Алексей Михайлович прошел к царице, головку ее милую на плечо к себе клал. Косы гладил, бровки ее трогал.
Сторожа Андрея Самойлова арестовать не посмели. Словесно увещевали.
Нежданно-негаданно пришел к Аввакуму домой окольничий Родион Матвеевич Стрешнев. Дрогнуло у протопопа сердце: Стрешнев – судья Сибирского приказа – сама царева правда, за опальным Никоном Стрешнев присматривает.
Филипп рванулся на цепи, кляцнул зубами, и Аввакум, заслоняя бешеного спиной, торопливо поклонился гостю и сказал, что в голову пришло:
– «Держу тебя за правую руку твою».
– Вон как ты живешь! – уважительно сказал Стрешнев, косясь на Филиппа. – Чего это ты помянул о моей деснице? Я ведь тоже могу загадками говорить. «И шло за Ним великое множество народа и женщин, которые плакали и рыдали о Нем».
– Я тебе из Исайи, ты мне из Луки. Исус так ответил: «Плачьте о себе и о детях ваших».
– Не глупо, батюшка, о своих детях помнить. Но уж коли говорить словами Писания, помяну апостола Петра: «Будьте покорны всякому человеческому начальству для Господа».
Стрешнев сел в красном углу. Слова он говорил, будто камни ворочал, но улыбнулся и поглядел на протопопа не сурово.
– Я начальству кланяюсь. – Аввакум поклонился Стрешневу до земли. – Но, Господи, научи, как соблюсти чистоту? Исполняя одно Твое повеление, попираешь другое. В «Книге премудрости» заповедано: «Из лицеприятия не греши, не стыдись точного исполнения закона Всевышнего и завета».
Филипп бешено захрипел из своего угла:
– «Во имя Отца и Сына и Святого Духа ныне и присно и во веки веков. Аминь».
– Ишь, какие у тебя домочадцы, – поежился плечами Стрешнев. – Ладно, давай говорить попросту. Царь тебя, протопоп, любит, все мы любим тебя, но умерь же ты свой пыл, не бунтуй людей! Два перста тебе дороги, ну и молись, как совесть велит, только не ругай великого государя в церквах, на торжищах, не трепи высокого имени, не полоскай попусту.
– Не то в Сибирь?
– У великого государя много дальних мест.
– На костер, что ли?
Умные серые глаза окольничего укорили печалью и болью.

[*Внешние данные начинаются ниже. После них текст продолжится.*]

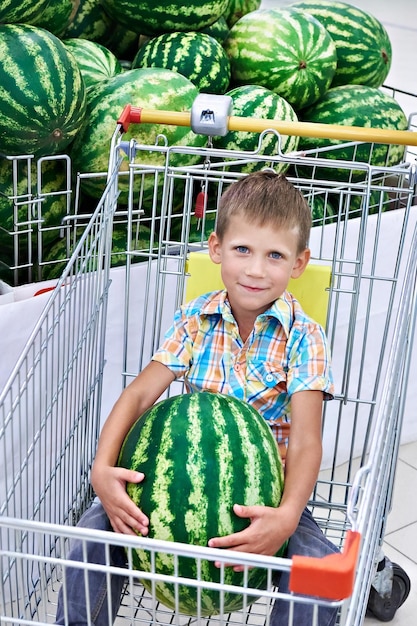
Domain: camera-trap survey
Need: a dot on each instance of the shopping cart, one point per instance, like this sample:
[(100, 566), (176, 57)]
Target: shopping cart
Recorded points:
[(51, 406)]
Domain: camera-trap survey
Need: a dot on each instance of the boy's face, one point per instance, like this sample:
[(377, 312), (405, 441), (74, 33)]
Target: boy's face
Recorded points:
[(257, 263)]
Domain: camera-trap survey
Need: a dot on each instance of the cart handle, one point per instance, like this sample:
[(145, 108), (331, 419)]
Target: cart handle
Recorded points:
[(330, 577), (138, 115)]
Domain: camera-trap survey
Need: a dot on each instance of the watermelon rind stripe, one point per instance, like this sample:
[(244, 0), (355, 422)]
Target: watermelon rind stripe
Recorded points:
[(185, 475)]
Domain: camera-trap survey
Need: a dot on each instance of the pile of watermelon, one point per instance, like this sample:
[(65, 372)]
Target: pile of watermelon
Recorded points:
[(67, 68)]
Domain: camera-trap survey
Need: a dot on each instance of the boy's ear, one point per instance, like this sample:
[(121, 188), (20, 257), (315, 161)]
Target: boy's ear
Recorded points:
[(301, 263), (214, 248)]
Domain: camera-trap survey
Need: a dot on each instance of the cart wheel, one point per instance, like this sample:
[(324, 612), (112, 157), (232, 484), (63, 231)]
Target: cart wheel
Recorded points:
[(384, 608)]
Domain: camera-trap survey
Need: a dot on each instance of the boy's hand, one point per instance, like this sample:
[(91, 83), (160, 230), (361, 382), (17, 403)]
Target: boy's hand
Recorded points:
[(110, 486), (265, 534)]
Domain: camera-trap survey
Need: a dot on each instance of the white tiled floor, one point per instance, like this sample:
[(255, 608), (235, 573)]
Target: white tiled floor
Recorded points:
[(400, 21)]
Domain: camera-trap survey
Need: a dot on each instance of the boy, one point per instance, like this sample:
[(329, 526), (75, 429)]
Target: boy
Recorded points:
[(251, 340)]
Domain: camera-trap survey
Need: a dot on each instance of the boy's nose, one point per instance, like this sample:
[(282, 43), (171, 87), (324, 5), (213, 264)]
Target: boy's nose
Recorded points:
[(255, 267)]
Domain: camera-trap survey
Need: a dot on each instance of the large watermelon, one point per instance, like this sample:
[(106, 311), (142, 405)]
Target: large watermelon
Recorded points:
[(354, 105), (58, 16), (200, 453), (197, 56), (18, 11), (260, 103), (285, 50), (239, 8), (91, 22), (151, 18), (95, 61), (42, 92), (149, 88), (362, 43)]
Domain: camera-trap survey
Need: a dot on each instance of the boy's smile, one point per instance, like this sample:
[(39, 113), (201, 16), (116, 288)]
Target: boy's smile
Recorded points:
[(257, 263)]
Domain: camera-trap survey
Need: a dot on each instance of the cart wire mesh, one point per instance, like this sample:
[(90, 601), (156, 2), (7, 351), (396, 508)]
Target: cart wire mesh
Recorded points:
[(51, 406)]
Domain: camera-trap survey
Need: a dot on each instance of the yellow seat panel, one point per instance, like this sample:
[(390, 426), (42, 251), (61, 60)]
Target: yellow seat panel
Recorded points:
[(311, 289)]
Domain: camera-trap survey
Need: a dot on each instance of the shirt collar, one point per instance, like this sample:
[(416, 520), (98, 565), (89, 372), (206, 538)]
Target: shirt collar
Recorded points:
[(282, 309)]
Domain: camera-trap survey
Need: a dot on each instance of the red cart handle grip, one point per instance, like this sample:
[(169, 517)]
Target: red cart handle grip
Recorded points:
[(330, 577), (129, 115)]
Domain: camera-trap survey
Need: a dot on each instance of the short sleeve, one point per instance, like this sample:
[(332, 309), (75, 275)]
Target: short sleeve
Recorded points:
[(309, 362)]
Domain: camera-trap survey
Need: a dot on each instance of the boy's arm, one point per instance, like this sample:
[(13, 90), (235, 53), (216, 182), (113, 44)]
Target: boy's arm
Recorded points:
[(271, 527), (109, 482)]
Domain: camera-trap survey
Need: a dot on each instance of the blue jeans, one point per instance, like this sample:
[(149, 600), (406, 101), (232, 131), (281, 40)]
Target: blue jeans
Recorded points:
[(308, 540)]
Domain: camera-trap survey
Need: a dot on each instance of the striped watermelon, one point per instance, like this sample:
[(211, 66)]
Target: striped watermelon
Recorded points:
[(154, 88), (95, 61), (239, 8), (58, 16), (200, 453), (152, 18), (197, 56), (22, 11), (91, 22), (285, 50), (354, 105), (42, 93), (362, 43), (260, 103), (218, 30)]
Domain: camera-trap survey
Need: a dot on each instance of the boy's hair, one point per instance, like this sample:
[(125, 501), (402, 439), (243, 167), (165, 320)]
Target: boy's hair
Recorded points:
[(266, 197)]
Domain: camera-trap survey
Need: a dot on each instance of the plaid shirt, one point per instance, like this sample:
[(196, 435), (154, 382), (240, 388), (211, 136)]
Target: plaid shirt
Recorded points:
[(286, 352)]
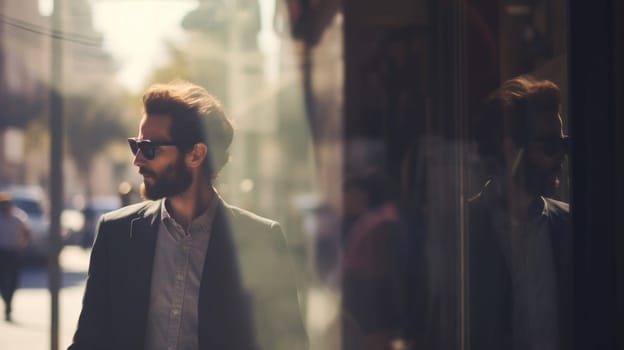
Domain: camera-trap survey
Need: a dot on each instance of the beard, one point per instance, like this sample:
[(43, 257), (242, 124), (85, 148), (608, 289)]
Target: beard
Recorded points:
[(173, 180)]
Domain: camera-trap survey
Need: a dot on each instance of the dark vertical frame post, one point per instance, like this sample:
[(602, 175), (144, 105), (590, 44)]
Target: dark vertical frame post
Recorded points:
[(595, 177), (56, 176)]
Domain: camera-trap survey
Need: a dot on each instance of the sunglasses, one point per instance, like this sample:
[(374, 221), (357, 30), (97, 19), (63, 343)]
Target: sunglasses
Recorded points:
[(147, 147)]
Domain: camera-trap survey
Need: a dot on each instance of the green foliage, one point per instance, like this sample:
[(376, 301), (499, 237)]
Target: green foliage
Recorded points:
[(92, 122)]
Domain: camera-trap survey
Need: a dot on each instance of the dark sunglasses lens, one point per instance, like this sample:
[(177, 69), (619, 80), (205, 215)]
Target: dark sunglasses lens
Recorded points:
[(148, 150), (134, 147)]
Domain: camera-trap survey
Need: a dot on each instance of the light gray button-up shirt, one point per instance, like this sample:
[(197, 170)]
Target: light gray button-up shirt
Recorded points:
[(172, 322)]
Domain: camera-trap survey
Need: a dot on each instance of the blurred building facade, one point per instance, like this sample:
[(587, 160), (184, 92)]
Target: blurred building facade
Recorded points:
[(25, 55)]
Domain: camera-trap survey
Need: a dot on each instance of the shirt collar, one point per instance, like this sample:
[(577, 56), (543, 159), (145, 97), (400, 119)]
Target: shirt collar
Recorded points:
[(203, 222)]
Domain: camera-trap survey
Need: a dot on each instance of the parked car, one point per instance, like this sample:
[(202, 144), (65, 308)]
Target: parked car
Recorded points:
[(31, 201)]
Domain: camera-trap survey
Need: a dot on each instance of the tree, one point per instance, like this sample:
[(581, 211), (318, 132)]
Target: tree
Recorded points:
[(92, 123)]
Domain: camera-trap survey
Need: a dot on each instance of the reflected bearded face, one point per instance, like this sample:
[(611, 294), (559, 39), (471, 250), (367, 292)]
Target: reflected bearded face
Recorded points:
[(172, 180), (542, 166)]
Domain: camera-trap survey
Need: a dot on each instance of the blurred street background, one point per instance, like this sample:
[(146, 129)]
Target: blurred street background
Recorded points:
[(30, 328)]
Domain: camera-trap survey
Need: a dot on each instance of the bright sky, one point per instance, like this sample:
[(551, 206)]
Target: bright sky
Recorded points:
[(134, 32)]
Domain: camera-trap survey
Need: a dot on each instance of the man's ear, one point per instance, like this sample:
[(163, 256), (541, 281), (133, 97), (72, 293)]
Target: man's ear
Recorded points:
[(196, 156)]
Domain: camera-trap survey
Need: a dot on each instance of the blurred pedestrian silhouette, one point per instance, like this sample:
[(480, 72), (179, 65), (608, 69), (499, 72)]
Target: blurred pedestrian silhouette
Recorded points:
[(374, 274), (14, 236), (520, 239)]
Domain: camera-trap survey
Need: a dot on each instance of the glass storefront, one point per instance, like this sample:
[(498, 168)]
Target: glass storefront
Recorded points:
[(448, 173)]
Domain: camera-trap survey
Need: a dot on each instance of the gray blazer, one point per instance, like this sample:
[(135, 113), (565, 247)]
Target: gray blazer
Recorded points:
[(248, 297)]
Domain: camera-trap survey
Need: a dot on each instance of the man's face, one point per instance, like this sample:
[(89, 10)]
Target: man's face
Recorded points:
[(544, 155), (166, 174)]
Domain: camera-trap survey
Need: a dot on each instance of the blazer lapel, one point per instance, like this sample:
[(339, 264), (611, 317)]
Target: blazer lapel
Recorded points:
[(142, 245)]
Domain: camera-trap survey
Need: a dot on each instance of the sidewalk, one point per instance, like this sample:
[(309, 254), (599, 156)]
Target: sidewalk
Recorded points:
[(30, 328)]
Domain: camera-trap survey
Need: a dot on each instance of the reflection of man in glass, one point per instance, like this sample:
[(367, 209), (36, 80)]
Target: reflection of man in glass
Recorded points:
[(185, 270), (520, 242)]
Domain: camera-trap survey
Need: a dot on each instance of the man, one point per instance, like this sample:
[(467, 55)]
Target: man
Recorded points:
[(520, 239), (14, 236), (185, 270)]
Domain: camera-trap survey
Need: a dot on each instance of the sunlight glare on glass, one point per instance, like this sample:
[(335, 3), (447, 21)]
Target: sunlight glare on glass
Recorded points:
[(46, 7)]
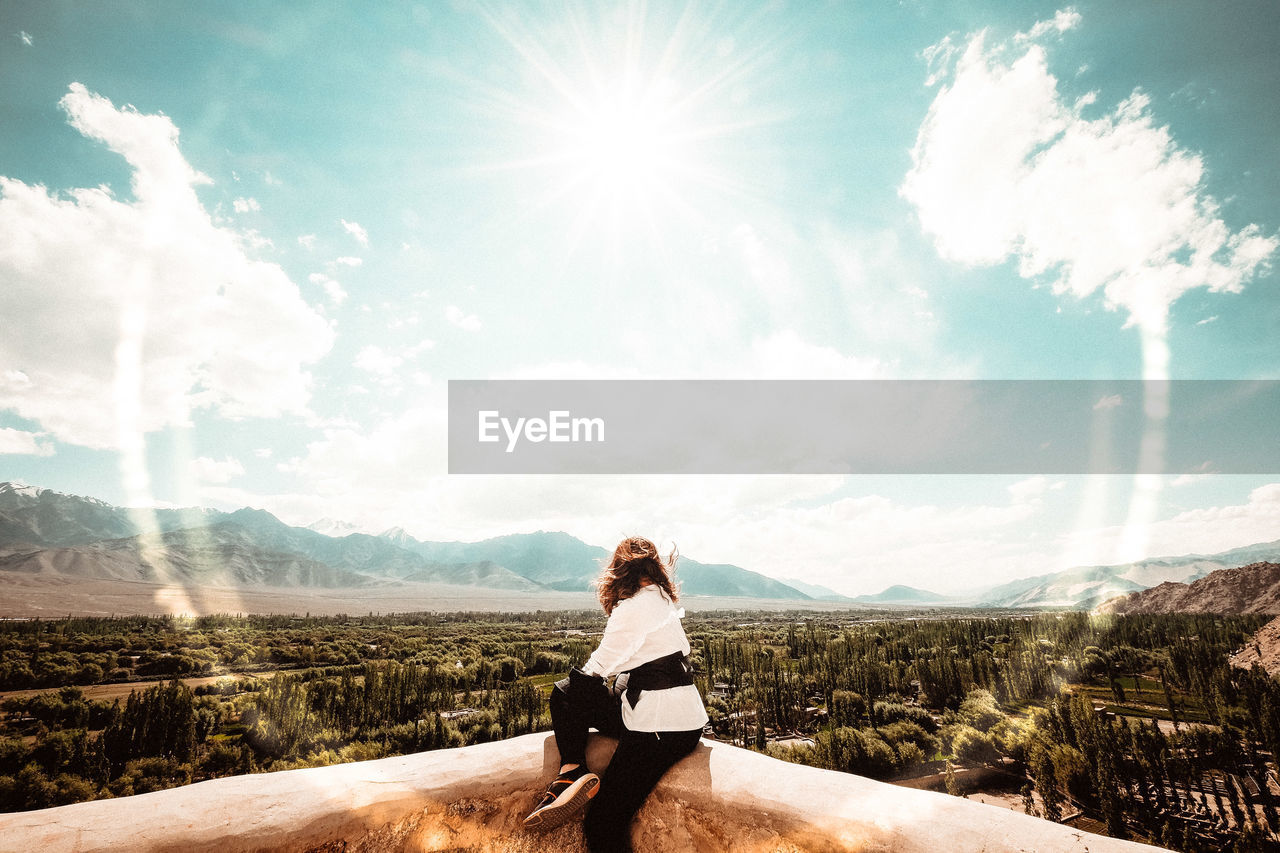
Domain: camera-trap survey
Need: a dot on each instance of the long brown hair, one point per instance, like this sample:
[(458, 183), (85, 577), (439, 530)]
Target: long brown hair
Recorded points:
[(635, 561)]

– Я, батюшка, пришел к тебе с гостинцем. Великий государь посылает тебе десять рублев, и царица жалует десять рублев… И от меня тоже прими десять рублев… Государь ведает: церковная власть к тебе не больно справедлива, никак не разбежится дать место в храме… Обещаю тебе, батюшка: с Семенова дня будешь приставлен к исправлению книг на Печатном дворе.
Окольничий положил на стол три мешочка с деньгами, встал, перекрестился на иконы.
– Пообедай с нами, будь милостив! – пригласил Аввакум.
– Благодарствую, но… – Стрешнев развел руками.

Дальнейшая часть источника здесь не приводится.